Here, fixed space refers to space requirements unrelated to the number or size of inputs and outputs (code storage space, simple variables, fixed-size structure variables, constants).

Variable space refers to space required for structured variables with sizes dependent on specific instances of problems to solve, additional space required when functions make recursive calls, that is, dynamically required space.


Space Complexity Examples

Examining space complexity examples through the code below:

int factorial(int n)
{
    if(n > 1) return n * factorial(n - 1);
    else return 1;
}

What will be the space complexity of the above code? Since the function is called recursively until n is 1 or less, everything from n to 1 will be stacked on the stack. That is, space complexity becomes \(O(n)\).

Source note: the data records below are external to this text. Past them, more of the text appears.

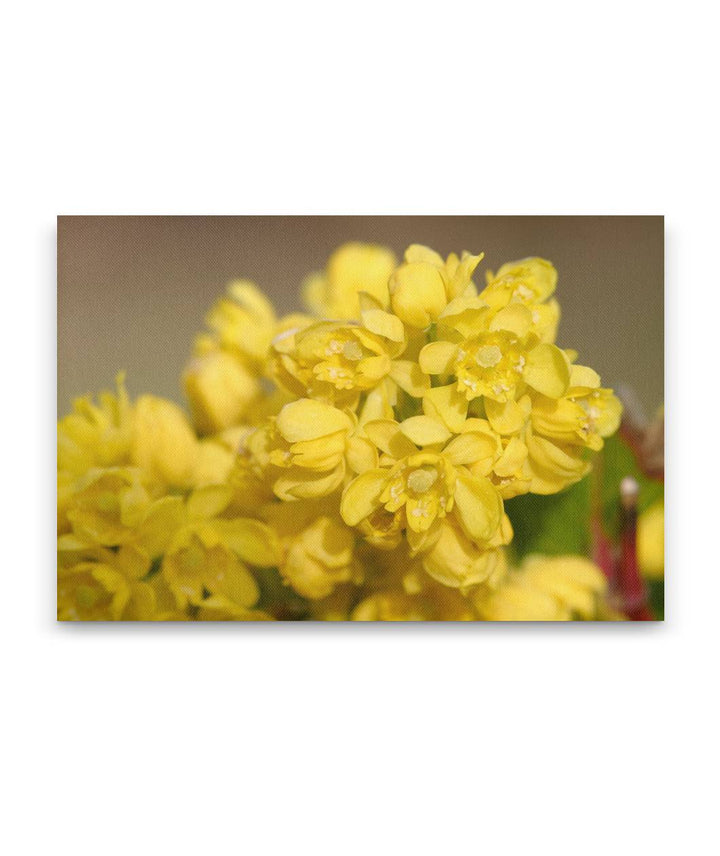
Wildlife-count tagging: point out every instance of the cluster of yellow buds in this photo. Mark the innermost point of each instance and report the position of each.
(352, 461)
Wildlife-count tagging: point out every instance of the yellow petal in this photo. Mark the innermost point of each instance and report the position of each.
(515, 317)
(297, 483)
(471, 447)
(511, 459)
(547, 370)
(507, 417)
(362, 496)
(307, 419)
(421, 253)
(387, 436)
(424, 430)
(383, 324)
(418, 293)
(478, 506)
(584, 377)
(448, 405)
(361, 454)
(410, 378)
(253, 541)
(438, 357)
(209, 501)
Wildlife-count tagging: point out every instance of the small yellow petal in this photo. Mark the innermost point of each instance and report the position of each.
(383, 324)
(253, 541)
(508, 417)
(387, 436)
(583, 377)
(418, 294)
(438, 357)
(515, 318)
(448, 405)
(478, 506)
(424, 430)
(362, 496)
(307, 420)
(410, 378)
(547, 370)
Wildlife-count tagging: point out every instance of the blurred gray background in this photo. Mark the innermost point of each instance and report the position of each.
(132, 291)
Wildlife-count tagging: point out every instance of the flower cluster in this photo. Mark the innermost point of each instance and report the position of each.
(352, 461)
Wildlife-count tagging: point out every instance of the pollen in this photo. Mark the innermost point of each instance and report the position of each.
(422, 480)
(352, 350)
(488, 356)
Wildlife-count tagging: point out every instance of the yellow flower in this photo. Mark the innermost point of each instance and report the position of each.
(208, 555)
(424, 485)
(303, 453)
(438, 604)
(352, 268)
(531, 282)
(164, 444)
(244, 322)
(553, 465)
(336, 363)
(102, 585)
(223, 379)
(317, 548)
(111, 506)
(493, 356)
(548, 589)
(423, 285)
(96, 435)
(220, 389)
(651, 541)
(583, 416)
(457, 562)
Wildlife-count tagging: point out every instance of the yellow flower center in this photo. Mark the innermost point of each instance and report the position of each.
(421, 480)
(424, 484)
(488, 356)
(491, 365)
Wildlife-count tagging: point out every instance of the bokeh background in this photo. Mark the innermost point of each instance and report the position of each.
(133, 291)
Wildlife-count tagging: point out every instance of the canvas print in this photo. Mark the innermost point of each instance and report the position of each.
(360, 419)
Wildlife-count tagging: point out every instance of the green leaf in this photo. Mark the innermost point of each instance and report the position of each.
(551, 525)
(616, 462)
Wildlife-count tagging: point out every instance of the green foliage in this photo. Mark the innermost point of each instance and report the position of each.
(615, 462)
(558, 524)
(552, 525)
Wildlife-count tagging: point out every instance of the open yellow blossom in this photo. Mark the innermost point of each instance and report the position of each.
(350, 463)
(316, 547)
(208, 554)
(113, 506)
(243, 321)
(424, 477)
(437, 604)
(304, 452)
(553, 465)
(583, 416)
(493, 356)
(223, 378)
(352, 268)
(548, 589)
(457, 561)
(164, 444)
(531, 282)
(220, 389)
(337, 363)
(96, 435)
(103, 585)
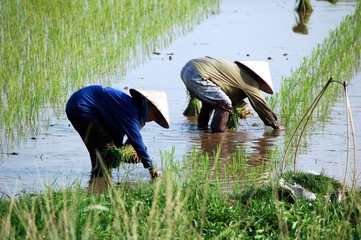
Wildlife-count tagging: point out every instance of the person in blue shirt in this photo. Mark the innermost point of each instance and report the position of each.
(103, 116)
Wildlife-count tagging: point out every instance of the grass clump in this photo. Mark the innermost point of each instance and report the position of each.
(50, 49)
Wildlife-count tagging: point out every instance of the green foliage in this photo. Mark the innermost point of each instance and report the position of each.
(114, 156)
(52, 48)
(180, 205)
(317, 183)
(193, 108)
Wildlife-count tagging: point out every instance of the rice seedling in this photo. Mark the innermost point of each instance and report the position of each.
(114, 156)
(183, 206)
(239, 112)
(51, 49)
(304, 6)
(194, 106)
(335, 57)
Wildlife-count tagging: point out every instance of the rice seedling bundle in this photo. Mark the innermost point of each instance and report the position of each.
(114, 156)
(239, 112)
(193, 108)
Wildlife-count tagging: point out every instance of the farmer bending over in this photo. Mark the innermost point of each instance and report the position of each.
(103, 116)
(220, 85)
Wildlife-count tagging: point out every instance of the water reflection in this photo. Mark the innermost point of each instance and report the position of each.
(99, 184)
(231, 141)
(302, 20)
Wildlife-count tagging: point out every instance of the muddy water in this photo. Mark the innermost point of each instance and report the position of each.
(252, 30)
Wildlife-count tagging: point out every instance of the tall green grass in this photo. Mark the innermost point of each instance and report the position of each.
(338, 56)
(183, 204)
(50, 48)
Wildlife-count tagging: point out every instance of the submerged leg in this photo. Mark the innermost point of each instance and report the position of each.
(220, 117)
(204, 115)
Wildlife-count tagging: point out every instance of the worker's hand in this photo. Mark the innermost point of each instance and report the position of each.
(154, 173)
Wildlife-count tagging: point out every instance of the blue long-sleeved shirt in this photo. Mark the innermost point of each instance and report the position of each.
(119, 112)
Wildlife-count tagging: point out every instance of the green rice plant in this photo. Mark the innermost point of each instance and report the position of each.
(114, 156)
(194, 106)
(337, 56)
(239, 112)
(50, 49)
(186, 203)
(304, 6)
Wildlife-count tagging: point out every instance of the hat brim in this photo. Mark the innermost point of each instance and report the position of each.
(260, 69)
(162, 118)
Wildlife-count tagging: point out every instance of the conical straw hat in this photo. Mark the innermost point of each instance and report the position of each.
(159, 101)
(261, 69)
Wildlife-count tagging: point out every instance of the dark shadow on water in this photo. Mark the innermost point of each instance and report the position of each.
(231, 141)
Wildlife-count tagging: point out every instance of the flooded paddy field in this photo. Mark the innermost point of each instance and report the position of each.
(244, 30)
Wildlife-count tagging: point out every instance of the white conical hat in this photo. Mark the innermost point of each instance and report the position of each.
(261, 69)
(159, 101)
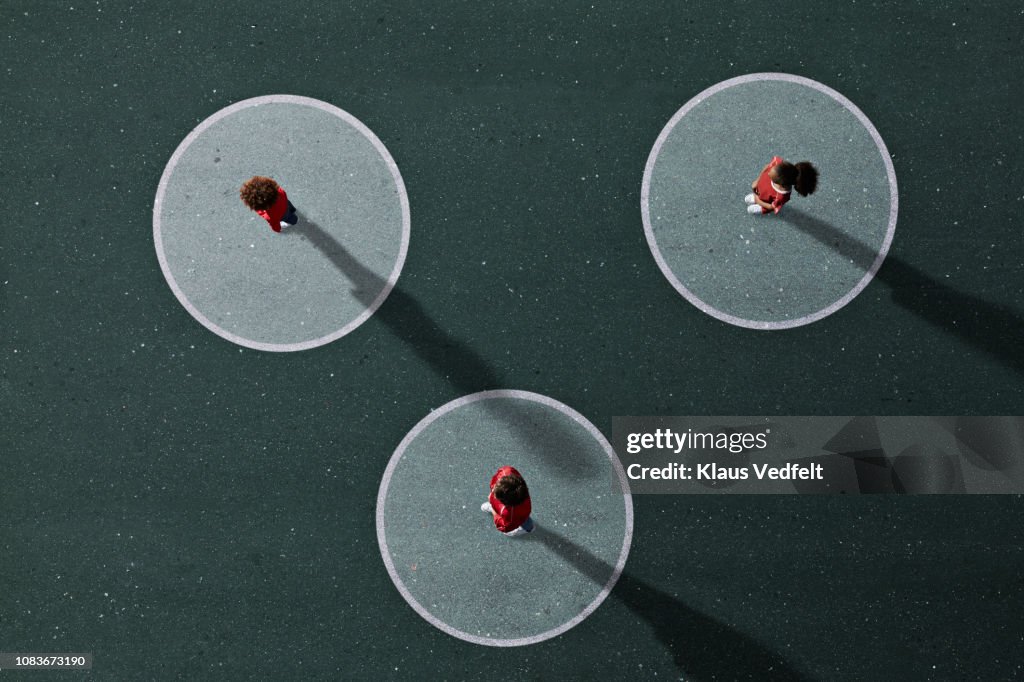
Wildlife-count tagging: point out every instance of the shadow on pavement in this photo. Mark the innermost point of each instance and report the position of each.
(449, 356)
(701, 647)
(992, 329)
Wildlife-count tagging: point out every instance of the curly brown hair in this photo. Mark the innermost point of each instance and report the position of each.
(259, 193)
(510, 491)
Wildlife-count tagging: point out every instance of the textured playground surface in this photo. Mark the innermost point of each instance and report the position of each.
(195, 439)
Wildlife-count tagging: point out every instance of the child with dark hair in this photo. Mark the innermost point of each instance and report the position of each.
(509, 503)
(268, 199)
(776, 180)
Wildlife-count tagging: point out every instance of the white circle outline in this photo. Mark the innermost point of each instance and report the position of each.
(486, 395)
(287, 99)
(690, 296)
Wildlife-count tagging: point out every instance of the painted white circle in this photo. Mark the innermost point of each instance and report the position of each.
(282, 292)
(692, 205)
(442, 515)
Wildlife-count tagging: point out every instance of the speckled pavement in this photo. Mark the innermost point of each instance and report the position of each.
(444, 554)
(187, 508)
(225, 264)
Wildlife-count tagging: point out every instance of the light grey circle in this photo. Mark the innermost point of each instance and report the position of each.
(771, 271)
(271, 291)
(446, 558)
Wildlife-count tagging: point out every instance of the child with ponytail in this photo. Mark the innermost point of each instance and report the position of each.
(775, 182)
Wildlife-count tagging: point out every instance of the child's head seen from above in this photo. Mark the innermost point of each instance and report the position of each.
(259, 193)
(510, 491)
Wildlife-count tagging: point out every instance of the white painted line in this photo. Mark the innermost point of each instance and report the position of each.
(690, 296)
(285, 99)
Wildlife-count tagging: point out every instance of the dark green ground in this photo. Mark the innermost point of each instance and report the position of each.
(185, 509)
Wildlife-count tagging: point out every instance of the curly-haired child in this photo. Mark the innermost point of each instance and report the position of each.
(775, 182)
(509, 503)
(268, 199)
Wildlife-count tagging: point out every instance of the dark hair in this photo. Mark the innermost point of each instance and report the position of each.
(510, 491)
(259, 193)
(802, 176)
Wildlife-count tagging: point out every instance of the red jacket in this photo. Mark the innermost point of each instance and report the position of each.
(273, 214)
(767, 193)
(508, 518)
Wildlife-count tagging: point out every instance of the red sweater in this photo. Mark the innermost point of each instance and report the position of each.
(273, 214)
(508, 518)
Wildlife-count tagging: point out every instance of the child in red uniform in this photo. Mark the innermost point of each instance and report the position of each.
(773, 185)
(268, 199)
(509, 503)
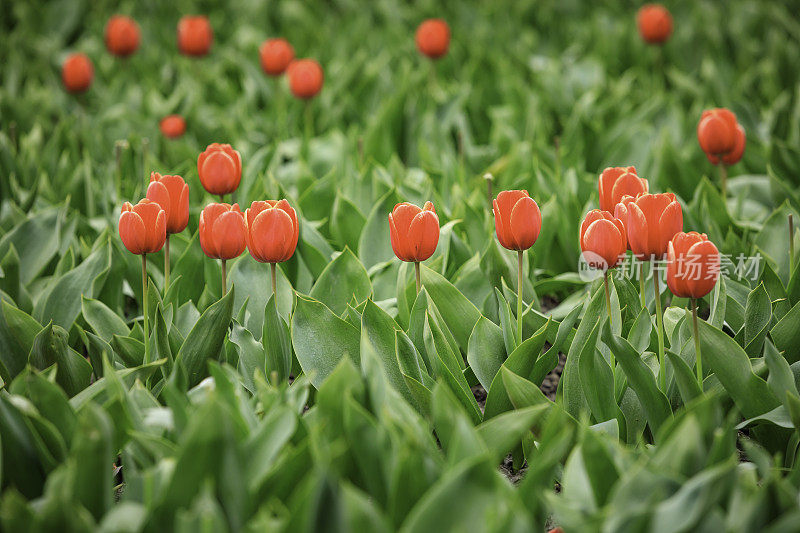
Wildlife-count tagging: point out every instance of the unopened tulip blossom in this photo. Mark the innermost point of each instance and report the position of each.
(172, 194)
(517, 223)
(272, 233)
(414, 234)
(220, 169)
(693, 267)
(223, 234)
(143, 230)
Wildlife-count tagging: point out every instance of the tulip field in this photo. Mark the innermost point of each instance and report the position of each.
(400, 266)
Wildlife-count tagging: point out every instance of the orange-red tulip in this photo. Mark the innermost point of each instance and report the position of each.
(143, 227)
(655, 23)
(122, 35)
(717, 132)
(223, 232)
(433, 38)
(305, 78)
(219, 168)
(275, 54)
(603, 240)
(172, 194)
(172, 126)
(693, 265)
(616, 182)
(195, 35)
(735, 155)
(517, 220)
(77, 73)
(653, 219)
(414, 232)
(272, 231)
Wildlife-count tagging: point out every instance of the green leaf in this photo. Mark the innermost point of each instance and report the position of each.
(732, 367)
(640, 379)
(343, 278)
(205, 340)
(321, 339)
(105, 322)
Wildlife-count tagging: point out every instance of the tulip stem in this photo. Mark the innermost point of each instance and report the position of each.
(698, 359)
(166, 264)
(608, 306)
(791, 244)
(274, 273)
(519, 297)
(642, 289)
(144, 309)
(660, 323)
(224, 264)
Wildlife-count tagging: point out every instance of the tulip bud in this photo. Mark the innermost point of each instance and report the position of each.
(143, 227)
(693, 265)
(195, 35)
(77, 73)
(275, 55)
(517, 220)
(272, 231)
(655, 23)
(653, 219)
(223, 232)
(122, 35)
(716, 131)
(433, 38)
(172, 194)
(414, 232)
(602, 239)
(616, 182)
(305, 78)
(172, 126)
(219, 168)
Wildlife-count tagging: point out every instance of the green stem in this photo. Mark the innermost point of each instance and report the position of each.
(698, 359)
(519, 297)
(144, 308)
(660, 322)
(166, 264)
(224, 277)
(274, 274)
(642, 289)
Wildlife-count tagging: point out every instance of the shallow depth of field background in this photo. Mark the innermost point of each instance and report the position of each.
(541, 94)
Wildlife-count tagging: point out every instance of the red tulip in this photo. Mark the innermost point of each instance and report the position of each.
(275, 54)
(143, 227)
(433, 38)
(414, 232)
(653, 219)
(223, 232)
(172, 194)
(272, 231)
(517, 220)
(122, 35)
(717, 132)
(735, 155)
(172, 126)
(77, 73)
(220, 169)
(195, 35)
(305, 78)
(616, 182)
(693, 265)
(655, 23)
(602, 239)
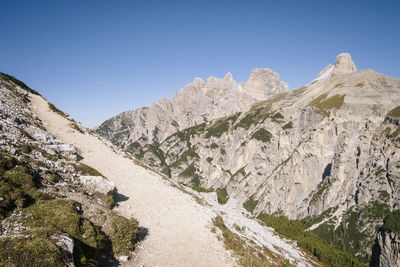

What happens if implemented as below?

int factorial(int n)
{
    int i = 0;
    int fac = 1;
    for(i = 1; i <= n; i++)
    {
        fac = fac * i;
    }
    return fac;
}

Regardless of n’s value, only variables n, i, and fac are stored on the stack. Space complexity here is \(O(1)\).


Time Complexity vs Space Complexity

Time Complexity is “how fast does it execute” and Space Complexity is “how many resources are needed?”
To summarize, a good algorithm is “one that takes little time and uses few resources”

However, since time and space tend to be inversely proportional, algorithm measures are mainly judged by time complexity.
So if time complexity is good, space complexity is somewhat understood! Especially in an era of large capacity like now!